Обведя четверых участников действа вопрошающим взглядом и получив их негласное одобрение, заместитель декана строго сдвинула брови, и, сникнув под её взглядом, сухонький старичок умолк.

— На повестке дня вопрос об одной из выпускниц нашего курса, некоей Кряжиной Марии Николаевне, окончившей в этом году нститут с отличием по всем предметам.

— А что с ней не так? — спросила низенькая пожилая женщина с черепаховым ободком в волосах.

— Постараюсь вкратце изложить суть вопроса. — Сосредоточенно нахмурившись, замдекана постучала перевёрнутым карандашом по крышке парты и, сделав глубокий вдох, ринулась в наступление. — Пять лет назад к нам в институт поступил звонок из вышестоящей инстанции, где в ультимативной форме нам предписывалось принять на курс Кряжину Марию Николаевну, уроженку Московской области, деревни Озерки.

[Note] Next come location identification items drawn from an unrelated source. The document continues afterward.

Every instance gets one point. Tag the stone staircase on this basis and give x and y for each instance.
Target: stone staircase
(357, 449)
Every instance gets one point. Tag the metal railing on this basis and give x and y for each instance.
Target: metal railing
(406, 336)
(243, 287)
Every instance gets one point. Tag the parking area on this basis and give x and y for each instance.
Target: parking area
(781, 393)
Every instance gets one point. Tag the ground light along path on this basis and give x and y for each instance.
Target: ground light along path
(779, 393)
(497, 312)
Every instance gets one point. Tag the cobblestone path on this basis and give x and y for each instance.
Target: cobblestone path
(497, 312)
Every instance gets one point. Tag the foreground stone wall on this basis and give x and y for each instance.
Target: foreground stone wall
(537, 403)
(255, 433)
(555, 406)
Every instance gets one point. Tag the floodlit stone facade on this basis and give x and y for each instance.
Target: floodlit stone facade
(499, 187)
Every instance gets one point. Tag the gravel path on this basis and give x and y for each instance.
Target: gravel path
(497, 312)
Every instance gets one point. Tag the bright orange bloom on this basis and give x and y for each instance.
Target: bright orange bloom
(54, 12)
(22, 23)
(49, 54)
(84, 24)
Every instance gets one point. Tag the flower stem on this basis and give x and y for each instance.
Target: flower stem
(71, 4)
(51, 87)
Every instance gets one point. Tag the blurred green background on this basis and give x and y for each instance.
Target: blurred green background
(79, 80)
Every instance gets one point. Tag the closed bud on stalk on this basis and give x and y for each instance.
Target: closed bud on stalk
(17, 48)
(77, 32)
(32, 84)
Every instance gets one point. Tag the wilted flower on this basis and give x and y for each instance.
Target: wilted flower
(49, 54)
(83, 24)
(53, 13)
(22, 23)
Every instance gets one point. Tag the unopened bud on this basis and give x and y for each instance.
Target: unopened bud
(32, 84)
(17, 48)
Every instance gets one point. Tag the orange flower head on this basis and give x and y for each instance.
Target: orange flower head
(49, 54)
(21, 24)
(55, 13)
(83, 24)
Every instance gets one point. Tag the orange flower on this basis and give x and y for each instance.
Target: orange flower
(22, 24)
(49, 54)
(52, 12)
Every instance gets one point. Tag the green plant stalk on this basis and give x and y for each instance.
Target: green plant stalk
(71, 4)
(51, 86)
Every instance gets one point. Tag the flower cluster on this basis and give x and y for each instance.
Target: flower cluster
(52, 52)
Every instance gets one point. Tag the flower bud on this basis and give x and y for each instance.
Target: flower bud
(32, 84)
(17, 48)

Заметьте, сделать это предписывалось в приказном порядке, без каких-либо оговорок, без экзаменов, собеседований и тому подобных, как мне было сказано, «ненужных проволочек».

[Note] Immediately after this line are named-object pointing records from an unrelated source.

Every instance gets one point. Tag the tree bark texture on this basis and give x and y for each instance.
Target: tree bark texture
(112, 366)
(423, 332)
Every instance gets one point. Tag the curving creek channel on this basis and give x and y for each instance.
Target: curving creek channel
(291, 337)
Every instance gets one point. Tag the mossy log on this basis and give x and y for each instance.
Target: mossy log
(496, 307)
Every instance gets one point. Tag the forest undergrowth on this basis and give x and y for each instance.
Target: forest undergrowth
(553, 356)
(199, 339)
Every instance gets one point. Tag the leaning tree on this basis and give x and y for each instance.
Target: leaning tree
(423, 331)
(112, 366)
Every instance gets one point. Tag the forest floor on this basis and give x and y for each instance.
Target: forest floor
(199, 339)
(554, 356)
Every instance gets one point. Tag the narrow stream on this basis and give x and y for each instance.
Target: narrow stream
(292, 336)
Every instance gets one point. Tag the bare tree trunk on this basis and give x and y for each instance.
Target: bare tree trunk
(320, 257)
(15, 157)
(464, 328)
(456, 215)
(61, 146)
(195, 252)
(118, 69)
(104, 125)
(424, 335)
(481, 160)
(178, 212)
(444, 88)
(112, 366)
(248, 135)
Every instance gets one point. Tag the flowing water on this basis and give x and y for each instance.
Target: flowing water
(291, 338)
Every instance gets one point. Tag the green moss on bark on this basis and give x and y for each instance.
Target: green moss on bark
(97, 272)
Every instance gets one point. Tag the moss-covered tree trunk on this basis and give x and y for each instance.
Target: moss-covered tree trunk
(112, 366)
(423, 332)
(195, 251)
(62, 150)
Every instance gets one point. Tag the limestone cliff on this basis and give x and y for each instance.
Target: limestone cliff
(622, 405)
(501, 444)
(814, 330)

— Подумайте только! — поражаясь грубому давлению на преподавательский состав, выразила общее возмущение дама с ободком.

— Решив пойти навстречу, я поинтересовалась, нуждается ли эта особа в студенческом общежитии, что, согласитесь, уважаемые коллеги, учитывая место прописки Марии Николаевны, было вполне логичным, на что получила достаточно резкую отповедь.

— Помилуйте, Анастасия Дмитриевна, да за что же было вам выговаривать? — с изумлением произнёс Игорь Кузьмич. — С моей точки зрения, пойдя навстречу этой девочке, вы проявили абсолютно бескорыстную заботу, за которую она должна была бы вам быть крайне признательна…

— В достаточно резкой, я бы даже сказала… грубой форме мне было объявлено, что по осени гражданка Кряжина будет иметь в своём распоряжении отдельную однокомнатную квартиру, — перебивая прочувствованную речь коллеги, с обидой выговорила Анастасия Дмитриевна, и её лицо напряжённо застыло. — Мало того, эта отдельная квартира будет располагаться на набережной, было сказано мне, неподалёку от метро «Киевская», где, как вы понимаете, живут люди далеко не бедные… — многозначительно добавила она.

— Да… история неприятная, — прижав ладонь к дряблой шее, старичок у окна натужно кашлянул. — Я глубоко сожалею о том, что вам пришлось пережить, и поверьте, мне понятно ваше состояние, но, Анастасия Дмитриевна, ведь не секрет, что по протекции вышестоящих органов в наши вузы поступает чуть ли не каждый десятый абитуриент, — вдруг выдал он.

Рассчитывая на полное понимание присутствующих, Анастасия Дмитриевна на какой-то момент замерла, но потом, словно опомнившись, шумно вздохнула, и, повернувшись к Петру Вениаминовичу всем корпусом, с нажимом произнесла:

— Я удивлена, профессор, вашей неадекватной реакцией, как, полагаю, и все находящиеся в этой аудитории.

— Но позвольте, вы же сказали, эта девушка окончила курс с отличием… — попытался он отстоять свою точку зрения.

— То есть вы хотите сказать, что результаты успеваемости Кряжиной полностью перечёркивают то унижение, которое мне… вернее, которое всем нам, — акцентируя последнее слово, замдекана заметно повысила голос, — было нанесено её высокопоставленным родственником? Я вас правильно поняла?